You ARE allowed to use the tunnel with a fitted tank as long as it's used for cooking and heating an not propulsion.

The max size I think is around 47KG with the normal 80% rule

Andrew


----------



## drmjclark (Feb 19, 2006)

Thanks for that info - is this to your knowledge a new rule as the last time we went on the tunnel ( oct 06 ) the chappy checking the van was adamant that if we had a fitted tank we were not allowed on - pleased to hear this seems to have changed!!


----------



## oldenstar (Nov 9, 2006)

Hi drmjclark
Off topic I know but I just love your avatar.
It's so.............ME :lol:


----------



## drmjclark (Feb 19, 2006)

just summarises the feeling you get somedays!


----------



## androidGB (May 26, 2005)

drmjclark said:


> Thanks for that info - is this to your knowledge a new rule as the last time we went on the tunnel ( oct 06 ) the chappy checking the van was adamant that if we had a fitted tank we were not allowed on - pleased to hear this seems to have changed!!
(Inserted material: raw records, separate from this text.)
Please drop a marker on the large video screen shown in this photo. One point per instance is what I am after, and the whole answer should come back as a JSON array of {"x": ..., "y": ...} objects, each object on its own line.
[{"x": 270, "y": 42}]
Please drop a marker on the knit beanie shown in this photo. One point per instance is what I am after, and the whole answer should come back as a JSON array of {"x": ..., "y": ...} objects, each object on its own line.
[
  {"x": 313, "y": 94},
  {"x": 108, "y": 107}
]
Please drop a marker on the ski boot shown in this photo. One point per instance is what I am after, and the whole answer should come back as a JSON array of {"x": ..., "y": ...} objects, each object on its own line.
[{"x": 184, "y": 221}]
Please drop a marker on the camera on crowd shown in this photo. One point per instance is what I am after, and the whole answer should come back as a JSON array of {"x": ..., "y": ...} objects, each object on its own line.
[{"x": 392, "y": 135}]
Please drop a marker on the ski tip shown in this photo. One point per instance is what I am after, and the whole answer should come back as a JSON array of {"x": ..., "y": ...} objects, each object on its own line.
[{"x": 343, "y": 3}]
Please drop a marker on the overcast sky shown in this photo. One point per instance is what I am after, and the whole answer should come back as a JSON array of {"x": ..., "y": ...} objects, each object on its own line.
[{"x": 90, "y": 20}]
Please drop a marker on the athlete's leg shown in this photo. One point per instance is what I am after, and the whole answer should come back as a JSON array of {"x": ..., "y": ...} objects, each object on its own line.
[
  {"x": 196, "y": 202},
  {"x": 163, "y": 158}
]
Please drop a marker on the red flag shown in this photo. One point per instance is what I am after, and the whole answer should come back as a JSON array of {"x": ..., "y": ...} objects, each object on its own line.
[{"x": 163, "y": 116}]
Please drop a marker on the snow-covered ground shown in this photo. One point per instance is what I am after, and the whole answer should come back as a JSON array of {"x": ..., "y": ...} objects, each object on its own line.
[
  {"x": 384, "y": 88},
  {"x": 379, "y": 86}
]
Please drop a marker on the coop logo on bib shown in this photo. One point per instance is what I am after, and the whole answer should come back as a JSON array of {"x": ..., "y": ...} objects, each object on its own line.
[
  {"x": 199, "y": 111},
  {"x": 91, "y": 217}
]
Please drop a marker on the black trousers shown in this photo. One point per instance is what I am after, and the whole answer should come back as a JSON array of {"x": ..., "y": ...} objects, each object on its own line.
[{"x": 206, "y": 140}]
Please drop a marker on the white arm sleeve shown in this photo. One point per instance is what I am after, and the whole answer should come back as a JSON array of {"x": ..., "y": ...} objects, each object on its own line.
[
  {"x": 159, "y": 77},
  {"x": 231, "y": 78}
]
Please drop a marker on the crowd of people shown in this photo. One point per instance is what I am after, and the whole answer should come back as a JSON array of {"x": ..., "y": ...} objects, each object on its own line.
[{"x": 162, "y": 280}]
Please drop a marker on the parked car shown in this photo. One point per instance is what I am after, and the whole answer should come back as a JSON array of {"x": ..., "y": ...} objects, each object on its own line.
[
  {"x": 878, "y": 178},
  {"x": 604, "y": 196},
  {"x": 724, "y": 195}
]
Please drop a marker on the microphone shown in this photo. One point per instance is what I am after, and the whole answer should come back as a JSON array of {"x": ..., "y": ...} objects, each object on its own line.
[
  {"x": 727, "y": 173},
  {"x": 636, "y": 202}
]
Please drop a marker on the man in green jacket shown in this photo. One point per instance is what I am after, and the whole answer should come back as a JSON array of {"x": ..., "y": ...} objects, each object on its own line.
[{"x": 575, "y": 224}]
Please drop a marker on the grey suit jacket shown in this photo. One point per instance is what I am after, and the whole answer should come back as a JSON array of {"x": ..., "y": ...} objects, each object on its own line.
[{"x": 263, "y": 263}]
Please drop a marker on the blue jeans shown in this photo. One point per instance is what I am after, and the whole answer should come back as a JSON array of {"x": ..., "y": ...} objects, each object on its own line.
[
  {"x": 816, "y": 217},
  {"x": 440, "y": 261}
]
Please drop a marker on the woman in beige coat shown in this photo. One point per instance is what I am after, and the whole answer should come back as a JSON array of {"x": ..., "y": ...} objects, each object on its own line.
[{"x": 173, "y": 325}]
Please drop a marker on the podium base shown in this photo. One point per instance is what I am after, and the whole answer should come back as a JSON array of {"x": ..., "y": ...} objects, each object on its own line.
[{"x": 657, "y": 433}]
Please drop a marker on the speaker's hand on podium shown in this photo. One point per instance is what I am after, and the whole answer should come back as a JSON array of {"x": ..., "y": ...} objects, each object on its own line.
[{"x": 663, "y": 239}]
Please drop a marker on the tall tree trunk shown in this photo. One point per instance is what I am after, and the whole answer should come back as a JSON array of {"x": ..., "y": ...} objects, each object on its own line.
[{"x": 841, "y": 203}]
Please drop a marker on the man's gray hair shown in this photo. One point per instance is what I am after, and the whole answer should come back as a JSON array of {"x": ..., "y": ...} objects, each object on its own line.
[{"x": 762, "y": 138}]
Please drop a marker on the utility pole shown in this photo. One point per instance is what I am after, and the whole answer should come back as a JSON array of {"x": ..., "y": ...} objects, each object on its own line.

I'm pretty sure that you were able to cross with bulk tanks some time before that date.

I think the guy was getting confused with the bulk tanks used in LPG powered vehicles

Andrew


----------



## Telbell (May 1, 2005)

I agree. There's no doubt you were given wrong info by the Eurotunnel man. The policy quoted by Andrew is at least 4 years old to my knowledge


----------